Dynamic Number of Output Roles

gblack686
Level 4
Dynamic Number of Output Roles

Is it possible to set a dynamic number of output roles? Perhaps by using python to create the recipe.json file? 

 

9 Replies
Alex_Combessie
Dataiker Alumni

Hi,

What are you trying to achieve?

Input and output roles in a plugin recipe are fixed in number and type (this is by design). But there maybe other ways to achieve your goal, depending on the context.

Cheers,

Alex

gblack686
Level 4
Author

We want to sync an SFTP folder to to Redshift.

Right now we are downloading from SFTP to a project folder. Then we are creating a recipe to sync all files to S3 then Redshift. (We are then going to package this flow into a macro)

Right now we have to add a specific output for each file, as well as rename accordingly.  I want to use python to read the folder contents and create outputs based on the counts and file names. Is this possible? 

Alex_Combessie
Dataiker Alumni

Hi,

I would advise to package this code as a macro, not as a recipe. You can have the macro take as input the folder, and then automatically creating the Sync recipes and outputs dynamically.

Alternatively, it is possible from a recipe to write to outputs which are not declared. However you would lose the data lineage which the flow provides, so I wouldnโ€™t recommend it.

Additional question: what are the different files in the input folder? Are we talking about files of the same schema recorded at different dates? In that case, there may be a better solution based in partitioning. I can further explain if needed.

Hope it helps,

Alex

gblack686
Level 4
Author

Hi,

Thanks for the help. The folder contents are mapping codes/helper tables that are subject to change by the user. 

Yes I think the macro is the way to go, as we would be using this in 75% of our projects going forward.  Do you recommend any python dss methods for download from sftp > sync to s3 > sync to redshift?  

 

Alex_Combessie
Dataiker Alumni

Hi,

Gotcha. In that case, indeed the macro is the best way to go.

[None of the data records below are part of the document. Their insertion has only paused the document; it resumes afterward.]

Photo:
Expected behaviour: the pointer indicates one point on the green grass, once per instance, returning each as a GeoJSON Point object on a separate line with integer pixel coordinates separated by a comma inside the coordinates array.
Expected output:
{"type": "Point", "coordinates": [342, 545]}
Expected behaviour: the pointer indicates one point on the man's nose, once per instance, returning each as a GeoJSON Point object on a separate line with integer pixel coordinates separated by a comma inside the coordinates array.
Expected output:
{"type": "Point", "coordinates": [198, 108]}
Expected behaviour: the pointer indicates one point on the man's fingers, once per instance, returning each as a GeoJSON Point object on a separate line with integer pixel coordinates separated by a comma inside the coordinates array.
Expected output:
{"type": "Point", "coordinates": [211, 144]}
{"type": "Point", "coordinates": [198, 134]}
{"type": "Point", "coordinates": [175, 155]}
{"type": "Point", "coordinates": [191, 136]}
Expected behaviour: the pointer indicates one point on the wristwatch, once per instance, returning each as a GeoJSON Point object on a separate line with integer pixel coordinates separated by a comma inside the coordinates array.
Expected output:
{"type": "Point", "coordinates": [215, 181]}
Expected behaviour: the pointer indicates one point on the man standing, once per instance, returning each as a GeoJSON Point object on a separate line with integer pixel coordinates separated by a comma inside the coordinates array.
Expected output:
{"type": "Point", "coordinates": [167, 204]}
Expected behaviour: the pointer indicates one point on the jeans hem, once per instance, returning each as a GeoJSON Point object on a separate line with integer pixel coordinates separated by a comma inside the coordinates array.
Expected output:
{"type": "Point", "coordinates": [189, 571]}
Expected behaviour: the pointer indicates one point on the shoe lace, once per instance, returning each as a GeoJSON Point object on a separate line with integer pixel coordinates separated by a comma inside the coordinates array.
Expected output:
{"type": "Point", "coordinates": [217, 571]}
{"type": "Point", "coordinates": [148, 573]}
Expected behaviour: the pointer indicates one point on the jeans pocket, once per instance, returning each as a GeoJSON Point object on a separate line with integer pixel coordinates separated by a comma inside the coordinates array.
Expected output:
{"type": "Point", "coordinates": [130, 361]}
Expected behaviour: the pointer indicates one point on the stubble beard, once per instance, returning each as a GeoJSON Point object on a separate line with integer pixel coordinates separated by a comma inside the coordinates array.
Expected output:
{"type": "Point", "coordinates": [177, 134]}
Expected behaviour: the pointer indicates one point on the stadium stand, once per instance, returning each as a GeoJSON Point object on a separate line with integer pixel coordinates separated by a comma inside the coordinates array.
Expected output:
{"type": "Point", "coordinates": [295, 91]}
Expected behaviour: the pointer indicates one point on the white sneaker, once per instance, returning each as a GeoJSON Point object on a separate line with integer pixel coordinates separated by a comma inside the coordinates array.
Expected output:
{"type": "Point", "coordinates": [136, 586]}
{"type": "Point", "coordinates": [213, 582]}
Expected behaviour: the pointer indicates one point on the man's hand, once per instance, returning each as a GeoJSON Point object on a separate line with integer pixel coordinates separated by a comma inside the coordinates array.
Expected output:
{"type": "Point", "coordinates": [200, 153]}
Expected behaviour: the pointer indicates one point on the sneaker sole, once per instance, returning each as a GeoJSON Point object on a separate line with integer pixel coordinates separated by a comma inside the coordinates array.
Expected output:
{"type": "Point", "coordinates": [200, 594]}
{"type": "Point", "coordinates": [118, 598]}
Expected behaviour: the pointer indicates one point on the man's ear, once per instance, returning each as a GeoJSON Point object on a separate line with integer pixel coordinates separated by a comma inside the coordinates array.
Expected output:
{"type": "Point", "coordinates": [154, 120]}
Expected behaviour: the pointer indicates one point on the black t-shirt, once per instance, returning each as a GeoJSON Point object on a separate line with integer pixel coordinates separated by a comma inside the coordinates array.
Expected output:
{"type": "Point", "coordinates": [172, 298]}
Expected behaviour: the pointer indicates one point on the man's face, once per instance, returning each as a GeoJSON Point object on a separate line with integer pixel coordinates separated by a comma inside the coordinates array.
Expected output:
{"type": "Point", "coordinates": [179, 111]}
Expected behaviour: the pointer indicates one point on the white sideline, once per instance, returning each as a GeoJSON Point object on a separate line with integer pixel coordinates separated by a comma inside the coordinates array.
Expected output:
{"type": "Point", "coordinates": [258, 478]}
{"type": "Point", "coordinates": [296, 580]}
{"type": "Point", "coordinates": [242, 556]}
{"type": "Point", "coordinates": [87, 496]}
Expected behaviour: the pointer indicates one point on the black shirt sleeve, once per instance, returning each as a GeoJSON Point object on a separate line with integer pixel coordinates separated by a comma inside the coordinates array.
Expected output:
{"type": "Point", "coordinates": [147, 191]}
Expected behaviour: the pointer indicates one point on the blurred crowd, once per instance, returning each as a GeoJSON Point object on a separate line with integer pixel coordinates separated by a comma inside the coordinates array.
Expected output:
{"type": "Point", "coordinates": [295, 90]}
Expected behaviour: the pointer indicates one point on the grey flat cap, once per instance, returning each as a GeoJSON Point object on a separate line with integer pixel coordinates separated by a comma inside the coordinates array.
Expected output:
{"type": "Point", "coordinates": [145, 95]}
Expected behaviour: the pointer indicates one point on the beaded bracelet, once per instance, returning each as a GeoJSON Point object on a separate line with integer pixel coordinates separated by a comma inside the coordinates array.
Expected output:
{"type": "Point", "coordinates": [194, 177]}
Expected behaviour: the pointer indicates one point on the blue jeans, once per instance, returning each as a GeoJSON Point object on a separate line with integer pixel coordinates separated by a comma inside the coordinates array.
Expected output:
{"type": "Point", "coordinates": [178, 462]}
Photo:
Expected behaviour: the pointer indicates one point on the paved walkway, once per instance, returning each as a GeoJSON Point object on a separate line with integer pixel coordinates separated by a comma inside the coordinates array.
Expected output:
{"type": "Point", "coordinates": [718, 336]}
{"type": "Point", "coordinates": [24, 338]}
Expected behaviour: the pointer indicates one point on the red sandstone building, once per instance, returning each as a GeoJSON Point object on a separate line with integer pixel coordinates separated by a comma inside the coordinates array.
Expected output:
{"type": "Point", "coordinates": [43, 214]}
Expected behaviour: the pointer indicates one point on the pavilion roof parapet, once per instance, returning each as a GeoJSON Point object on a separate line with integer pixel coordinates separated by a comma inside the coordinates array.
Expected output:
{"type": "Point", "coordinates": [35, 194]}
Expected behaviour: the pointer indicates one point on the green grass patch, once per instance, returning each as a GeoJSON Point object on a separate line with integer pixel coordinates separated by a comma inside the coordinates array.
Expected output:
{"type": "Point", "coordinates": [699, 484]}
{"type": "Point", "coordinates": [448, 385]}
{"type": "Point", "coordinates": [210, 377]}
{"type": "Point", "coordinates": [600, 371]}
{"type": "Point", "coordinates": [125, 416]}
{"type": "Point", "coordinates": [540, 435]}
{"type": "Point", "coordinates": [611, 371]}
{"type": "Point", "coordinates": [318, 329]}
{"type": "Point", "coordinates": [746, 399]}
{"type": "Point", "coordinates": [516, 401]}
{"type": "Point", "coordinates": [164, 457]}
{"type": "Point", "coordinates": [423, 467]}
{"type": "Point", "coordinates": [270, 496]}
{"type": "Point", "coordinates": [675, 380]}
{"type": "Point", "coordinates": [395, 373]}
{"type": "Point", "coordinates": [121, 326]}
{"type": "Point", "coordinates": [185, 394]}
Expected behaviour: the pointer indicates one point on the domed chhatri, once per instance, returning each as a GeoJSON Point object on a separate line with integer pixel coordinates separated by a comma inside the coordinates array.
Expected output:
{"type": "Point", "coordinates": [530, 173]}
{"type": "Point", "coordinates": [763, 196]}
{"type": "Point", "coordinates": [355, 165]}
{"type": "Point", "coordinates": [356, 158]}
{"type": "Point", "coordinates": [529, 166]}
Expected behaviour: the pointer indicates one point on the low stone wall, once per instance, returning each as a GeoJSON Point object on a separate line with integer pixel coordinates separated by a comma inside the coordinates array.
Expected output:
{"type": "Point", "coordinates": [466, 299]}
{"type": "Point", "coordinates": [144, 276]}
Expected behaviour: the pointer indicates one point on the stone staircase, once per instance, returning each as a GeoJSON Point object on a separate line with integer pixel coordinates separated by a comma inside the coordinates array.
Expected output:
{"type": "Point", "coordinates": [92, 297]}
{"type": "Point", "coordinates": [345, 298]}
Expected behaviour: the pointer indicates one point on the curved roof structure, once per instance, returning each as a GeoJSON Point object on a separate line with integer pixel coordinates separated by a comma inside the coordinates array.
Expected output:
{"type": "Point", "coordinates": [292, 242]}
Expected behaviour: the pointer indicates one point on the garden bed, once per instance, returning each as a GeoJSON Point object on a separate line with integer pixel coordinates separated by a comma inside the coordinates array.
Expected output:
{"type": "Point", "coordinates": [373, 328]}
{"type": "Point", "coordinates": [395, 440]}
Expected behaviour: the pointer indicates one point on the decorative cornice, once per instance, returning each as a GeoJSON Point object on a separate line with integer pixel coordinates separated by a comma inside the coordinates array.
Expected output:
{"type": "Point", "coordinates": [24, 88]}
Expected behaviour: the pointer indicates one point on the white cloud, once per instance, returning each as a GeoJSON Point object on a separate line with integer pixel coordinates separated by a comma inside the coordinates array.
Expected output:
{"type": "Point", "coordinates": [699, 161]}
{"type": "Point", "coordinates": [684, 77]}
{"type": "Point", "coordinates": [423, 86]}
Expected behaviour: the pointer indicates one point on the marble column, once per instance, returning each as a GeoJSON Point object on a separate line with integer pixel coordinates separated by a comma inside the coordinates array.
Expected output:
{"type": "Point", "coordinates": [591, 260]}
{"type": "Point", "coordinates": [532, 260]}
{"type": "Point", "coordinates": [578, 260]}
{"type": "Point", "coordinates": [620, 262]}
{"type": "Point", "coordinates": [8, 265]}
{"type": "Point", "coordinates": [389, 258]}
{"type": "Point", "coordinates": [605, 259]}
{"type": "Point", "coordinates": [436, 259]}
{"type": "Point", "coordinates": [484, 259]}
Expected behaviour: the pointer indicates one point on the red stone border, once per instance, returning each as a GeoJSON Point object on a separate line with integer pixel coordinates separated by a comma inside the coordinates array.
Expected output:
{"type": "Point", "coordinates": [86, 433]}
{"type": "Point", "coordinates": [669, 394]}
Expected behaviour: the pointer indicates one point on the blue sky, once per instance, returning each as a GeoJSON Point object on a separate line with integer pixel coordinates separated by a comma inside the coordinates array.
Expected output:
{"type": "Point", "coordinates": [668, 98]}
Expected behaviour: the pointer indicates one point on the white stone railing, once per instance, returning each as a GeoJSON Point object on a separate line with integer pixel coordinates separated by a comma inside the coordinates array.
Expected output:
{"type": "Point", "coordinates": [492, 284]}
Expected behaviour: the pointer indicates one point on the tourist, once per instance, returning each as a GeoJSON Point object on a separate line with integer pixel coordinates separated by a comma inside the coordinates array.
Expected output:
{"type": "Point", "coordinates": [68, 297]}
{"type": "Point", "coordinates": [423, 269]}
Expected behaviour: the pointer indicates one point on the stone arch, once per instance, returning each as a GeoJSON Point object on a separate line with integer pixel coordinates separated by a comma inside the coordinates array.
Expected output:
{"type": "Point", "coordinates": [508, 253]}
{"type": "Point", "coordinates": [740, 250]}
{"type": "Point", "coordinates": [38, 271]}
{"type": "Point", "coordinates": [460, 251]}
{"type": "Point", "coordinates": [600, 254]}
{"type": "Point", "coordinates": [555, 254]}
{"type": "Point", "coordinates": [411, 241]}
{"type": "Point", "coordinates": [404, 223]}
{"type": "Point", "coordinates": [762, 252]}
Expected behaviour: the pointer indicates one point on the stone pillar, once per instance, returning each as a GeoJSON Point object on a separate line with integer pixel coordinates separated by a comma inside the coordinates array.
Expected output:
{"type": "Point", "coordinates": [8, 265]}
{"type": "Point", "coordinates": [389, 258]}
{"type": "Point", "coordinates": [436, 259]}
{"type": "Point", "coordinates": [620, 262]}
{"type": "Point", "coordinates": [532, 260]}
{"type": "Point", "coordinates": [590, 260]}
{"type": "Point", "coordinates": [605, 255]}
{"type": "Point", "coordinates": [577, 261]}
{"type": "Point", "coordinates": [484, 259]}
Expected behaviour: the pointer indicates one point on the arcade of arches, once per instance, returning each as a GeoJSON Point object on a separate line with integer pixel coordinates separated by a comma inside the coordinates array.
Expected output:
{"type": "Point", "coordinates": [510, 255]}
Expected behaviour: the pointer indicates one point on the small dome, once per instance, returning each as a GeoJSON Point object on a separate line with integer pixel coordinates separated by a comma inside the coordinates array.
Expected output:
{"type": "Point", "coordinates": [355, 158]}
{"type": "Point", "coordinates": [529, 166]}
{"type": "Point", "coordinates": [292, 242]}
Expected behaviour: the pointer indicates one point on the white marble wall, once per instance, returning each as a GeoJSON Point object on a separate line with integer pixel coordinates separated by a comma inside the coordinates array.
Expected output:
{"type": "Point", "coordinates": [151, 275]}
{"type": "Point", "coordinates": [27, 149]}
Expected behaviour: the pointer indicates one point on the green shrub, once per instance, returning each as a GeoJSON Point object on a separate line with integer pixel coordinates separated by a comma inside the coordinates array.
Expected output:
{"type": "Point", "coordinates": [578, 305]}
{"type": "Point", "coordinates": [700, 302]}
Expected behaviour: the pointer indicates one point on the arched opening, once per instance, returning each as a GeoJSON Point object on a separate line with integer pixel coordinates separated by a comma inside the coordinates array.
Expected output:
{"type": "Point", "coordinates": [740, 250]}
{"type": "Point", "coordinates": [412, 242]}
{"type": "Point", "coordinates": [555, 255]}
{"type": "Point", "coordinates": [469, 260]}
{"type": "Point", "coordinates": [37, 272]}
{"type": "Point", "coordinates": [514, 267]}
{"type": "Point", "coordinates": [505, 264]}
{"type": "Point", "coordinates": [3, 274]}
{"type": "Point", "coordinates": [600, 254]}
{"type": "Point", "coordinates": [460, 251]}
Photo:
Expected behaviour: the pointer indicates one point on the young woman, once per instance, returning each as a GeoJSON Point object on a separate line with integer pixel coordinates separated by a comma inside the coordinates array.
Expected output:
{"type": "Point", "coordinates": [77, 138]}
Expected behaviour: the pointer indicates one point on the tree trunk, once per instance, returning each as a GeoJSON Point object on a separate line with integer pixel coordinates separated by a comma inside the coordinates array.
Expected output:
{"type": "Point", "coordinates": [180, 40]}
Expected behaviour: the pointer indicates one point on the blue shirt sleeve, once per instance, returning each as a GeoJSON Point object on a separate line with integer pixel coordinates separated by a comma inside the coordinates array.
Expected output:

Given your use case is about syncing data to different connections, I recommend to:

1. Create datasets dynamically using https://doc.dataiku.com/dss/latest/python-api/rest-api-client/datasets.html#creating-datasets.

2. Link these datasets with Sync recipes using https://doc.dataiku.com/dss/latest/python-api/rest-api-client/recipes.html#example-creating-a-sync-r...

Hope it helps,

Alex

gblack686
Level 4
Author

I notice how recipe = builder.build() only creates the recipe, and doesn't actually run it?

I'm left with empty datasets that still need to be built? 

Am I missing a final method?

Alex_Combessie
Dataiker Alumni

Hi,

By design, you cannot run a recipe from the recipe itself.  After creating the recipe and its outputs, you need to create a job which builds them.

As you are developing a macro, then you can use this API: https://doc.dataiku.com/dss/latest/python-api/rest-api-client/jobs.html#starting-new-jobs

Hope it helps,

Alex

gblack686
Level 4
Author

This worked beautifully thanks!

My last step would be dynamically running a download recipe within the macro and parameterizing the folder path, etc.  Open to workarounds as well. 

Alex_Combessie
Dataiker Alumni

Hi,

The DownloadRecipeCreator class should come handy. Do not hesitate to create some recipes manually and use get_definition_and_payload  to understand the expected structure as every type of recipe expects specific definition dictionaries.

Hope it helps,

Alex